■ ––Hola, Pedrolo.
––Joder, Luchi –contestó cansinamente– ¿qué ha pasado?
–– ¿De qué? –dije haciéndome el despistado.
––La chica de la editorial –pronunció todas las sílabas lentamente, perdonándome de antemano.
–– ¡Cómo se ha puesto la tía por nada! –añadí, quitándole importancia a mi falta de compromiso.
–– ¿Por nada? –preguntó en tono más acusador–. ¿No sabes lo que hemos hecho por ti, verdad?
–– ¿Habéis hecho? –exclamé intrigado.
––Ahora no puedo hablar –dijo apurado, se oían voces a su alrededor.
––Te invito a comer, Pedrolo, donde a ti te gusta –sabía que no se resistiría a una buena comida.
––Bueno –dijo un tanto afligido, y colgó.
Su respuesta a mi invitación no fue tan entusiasta como en otras ocasiones; sin duda mi engañifa ha acabado defraudando a Pedrolo.
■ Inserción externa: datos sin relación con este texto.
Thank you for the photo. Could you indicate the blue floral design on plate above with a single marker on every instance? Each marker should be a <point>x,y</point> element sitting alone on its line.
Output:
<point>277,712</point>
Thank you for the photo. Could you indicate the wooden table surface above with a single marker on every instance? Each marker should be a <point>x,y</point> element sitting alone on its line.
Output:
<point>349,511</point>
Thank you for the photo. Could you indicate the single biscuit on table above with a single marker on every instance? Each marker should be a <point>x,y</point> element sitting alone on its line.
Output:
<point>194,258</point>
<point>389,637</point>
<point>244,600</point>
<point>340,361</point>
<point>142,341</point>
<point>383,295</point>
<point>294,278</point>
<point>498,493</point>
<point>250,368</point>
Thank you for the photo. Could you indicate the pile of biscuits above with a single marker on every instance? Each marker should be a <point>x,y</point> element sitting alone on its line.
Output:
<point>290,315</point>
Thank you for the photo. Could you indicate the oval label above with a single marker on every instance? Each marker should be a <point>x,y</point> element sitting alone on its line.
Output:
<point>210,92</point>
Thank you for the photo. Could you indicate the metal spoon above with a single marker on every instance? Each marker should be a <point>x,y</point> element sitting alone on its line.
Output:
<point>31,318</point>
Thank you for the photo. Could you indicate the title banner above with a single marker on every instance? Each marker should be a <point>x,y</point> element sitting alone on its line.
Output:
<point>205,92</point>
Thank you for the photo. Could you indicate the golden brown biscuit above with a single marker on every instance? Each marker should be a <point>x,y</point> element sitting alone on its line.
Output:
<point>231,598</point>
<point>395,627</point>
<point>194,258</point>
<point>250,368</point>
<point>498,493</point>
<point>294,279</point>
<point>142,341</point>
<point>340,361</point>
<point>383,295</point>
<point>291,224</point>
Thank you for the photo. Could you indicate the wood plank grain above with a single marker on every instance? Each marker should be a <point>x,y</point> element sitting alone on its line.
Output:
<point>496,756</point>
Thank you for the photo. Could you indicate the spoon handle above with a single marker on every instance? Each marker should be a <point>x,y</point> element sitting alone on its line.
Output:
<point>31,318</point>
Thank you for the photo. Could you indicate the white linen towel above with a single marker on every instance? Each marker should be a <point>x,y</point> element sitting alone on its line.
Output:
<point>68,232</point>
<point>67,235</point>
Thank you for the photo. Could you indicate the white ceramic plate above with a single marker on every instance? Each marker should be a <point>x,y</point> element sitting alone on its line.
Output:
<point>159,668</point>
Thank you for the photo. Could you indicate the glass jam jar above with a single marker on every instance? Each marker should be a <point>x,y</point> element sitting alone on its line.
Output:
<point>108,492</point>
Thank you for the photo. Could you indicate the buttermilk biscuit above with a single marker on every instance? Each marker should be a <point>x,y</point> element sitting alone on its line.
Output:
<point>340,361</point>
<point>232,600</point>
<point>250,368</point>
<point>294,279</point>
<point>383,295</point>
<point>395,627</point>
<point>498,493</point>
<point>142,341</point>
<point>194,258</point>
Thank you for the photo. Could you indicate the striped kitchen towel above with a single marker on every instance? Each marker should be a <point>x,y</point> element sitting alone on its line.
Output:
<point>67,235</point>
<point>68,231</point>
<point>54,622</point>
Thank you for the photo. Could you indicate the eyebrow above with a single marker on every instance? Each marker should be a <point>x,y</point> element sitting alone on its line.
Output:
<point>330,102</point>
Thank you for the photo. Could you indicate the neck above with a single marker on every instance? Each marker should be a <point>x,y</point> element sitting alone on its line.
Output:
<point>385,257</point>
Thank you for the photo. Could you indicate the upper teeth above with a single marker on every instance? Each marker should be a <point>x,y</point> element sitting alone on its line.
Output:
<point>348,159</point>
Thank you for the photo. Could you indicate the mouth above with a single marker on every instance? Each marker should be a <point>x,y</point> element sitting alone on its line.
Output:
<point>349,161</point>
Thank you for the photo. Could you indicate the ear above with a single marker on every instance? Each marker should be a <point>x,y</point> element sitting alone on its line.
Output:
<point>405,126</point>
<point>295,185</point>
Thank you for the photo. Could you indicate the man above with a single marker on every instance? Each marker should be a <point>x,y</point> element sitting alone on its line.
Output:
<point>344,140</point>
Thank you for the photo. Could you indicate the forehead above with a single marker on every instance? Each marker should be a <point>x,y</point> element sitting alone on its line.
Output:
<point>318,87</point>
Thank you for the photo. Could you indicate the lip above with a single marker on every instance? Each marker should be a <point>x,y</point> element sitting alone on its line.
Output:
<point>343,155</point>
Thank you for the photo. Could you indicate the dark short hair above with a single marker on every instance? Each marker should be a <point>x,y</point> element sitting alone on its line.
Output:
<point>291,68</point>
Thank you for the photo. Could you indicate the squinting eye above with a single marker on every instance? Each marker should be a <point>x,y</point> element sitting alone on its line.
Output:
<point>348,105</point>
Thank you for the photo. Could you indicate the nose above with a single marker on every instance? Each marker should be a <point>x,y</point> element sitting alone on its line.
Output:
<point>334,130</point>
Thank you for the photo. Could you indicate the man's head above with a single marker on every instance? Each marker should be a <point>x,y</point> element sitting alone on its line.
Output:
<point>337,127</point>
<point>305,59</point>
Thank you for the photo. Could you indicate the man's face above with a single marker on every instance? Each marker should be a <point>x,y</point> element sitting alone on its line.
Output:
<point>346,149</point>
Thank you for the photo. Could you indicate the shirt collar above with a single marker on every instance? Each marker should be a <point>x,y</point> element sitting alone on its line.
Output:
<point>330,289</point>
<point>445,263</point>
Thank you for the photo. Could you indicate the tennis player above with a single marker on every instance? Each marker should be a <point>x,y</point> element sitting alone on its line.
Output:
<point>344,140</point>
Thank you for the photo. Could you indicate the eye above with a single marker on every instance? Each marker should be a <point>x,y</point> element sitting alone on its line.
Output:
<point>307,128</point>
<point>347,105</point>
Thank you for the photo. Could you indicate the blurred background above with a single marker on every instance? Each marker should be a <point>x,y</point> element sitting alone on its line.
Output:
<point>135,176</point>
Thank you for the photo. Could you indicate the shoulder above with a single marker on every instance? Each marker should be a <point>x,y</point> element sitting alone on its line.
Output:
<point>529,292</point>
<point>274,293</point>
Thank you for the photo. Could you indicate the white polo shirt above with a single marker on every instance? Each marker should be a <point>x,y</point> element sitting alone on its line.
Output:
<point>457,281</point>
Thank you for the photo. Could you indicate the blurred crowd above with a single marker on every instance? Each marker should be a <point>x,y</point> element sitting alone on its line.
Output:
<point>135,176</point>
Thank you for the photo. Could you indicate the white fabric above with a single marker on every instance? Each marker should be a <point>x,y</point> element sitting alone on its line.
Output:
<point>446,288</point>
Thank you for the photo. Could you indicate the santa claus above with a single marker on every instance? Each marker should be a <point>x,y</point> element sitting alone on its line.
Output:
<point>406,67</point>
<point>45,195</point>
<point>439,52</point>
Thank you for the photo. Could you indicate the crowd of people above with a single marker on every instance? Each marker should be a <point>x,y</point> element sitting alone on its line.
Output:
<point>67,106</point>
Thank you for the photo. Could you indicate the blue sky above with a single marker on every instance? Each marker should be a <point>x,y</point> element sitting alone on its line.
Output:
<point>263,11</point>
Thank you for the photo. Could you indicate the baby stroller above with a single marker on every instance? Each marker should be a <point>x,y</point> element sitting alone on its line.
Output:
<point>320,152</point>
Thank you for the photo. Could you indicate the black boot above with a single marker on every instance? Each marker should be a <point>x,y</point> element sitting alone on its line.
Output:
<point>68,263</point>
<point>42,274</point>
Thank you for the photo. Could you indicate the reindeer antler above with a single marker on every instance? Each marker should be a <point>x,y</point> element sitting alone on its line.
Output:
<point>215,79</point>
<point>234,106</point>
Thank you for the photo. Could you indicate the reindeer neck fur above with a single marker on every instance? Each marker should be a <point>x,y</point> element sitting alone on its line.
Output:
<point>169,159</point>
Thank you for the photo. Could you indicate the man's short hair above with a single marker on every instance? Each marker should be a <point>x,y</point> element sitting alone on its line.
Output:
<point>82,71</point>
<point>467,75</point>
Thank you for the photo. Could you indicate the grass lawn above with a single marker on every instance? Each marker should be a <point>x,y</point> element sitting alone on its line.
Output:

Lo que empezó como un desvarío explicado en una noche de copas, partiendo de mis propias vivencias como eje central de la narración, a las que fui añadiendo todo tipo de entelequias sobre la marcha, creíbles o no, se fue convirtiendo con el paso de los días en una hazaña que yo mismo acabé por creer.
Mi locura era tan entusiasta que Pedrolo se sorprendía de que aquello fuese simplemente el delirio de un amigo en plena inspiración. Los mentirosos patológicos nos creemos nuestras propias petulancias ¿Cómo no vamos a hacérselas creer a los demás? Tanto es así que ya no distingo si la mentira es fruto de una intención incontrolable por presumir, o bien, del deseo de ser aquello que cuento. O ambas cosas al tiempo. ¡Yo qué sé!
La bola subía y subía; y Pedrolo escuchaba y escuchaba. Tan emocionado lo veía que me pasaba los días visualizando y corrigiendo (como en una película) los detalles de la acción para explicárselos luego a Pedrolo. El esfuerzo por urdir las novedades que diariamente aportaba a la cháchara me costaba una dedicación que, de haberla dedicado a la escritura, ahora no me vería en este aprieto. Engañé a un amigo durante muchos días y ahora me iba a descubrir.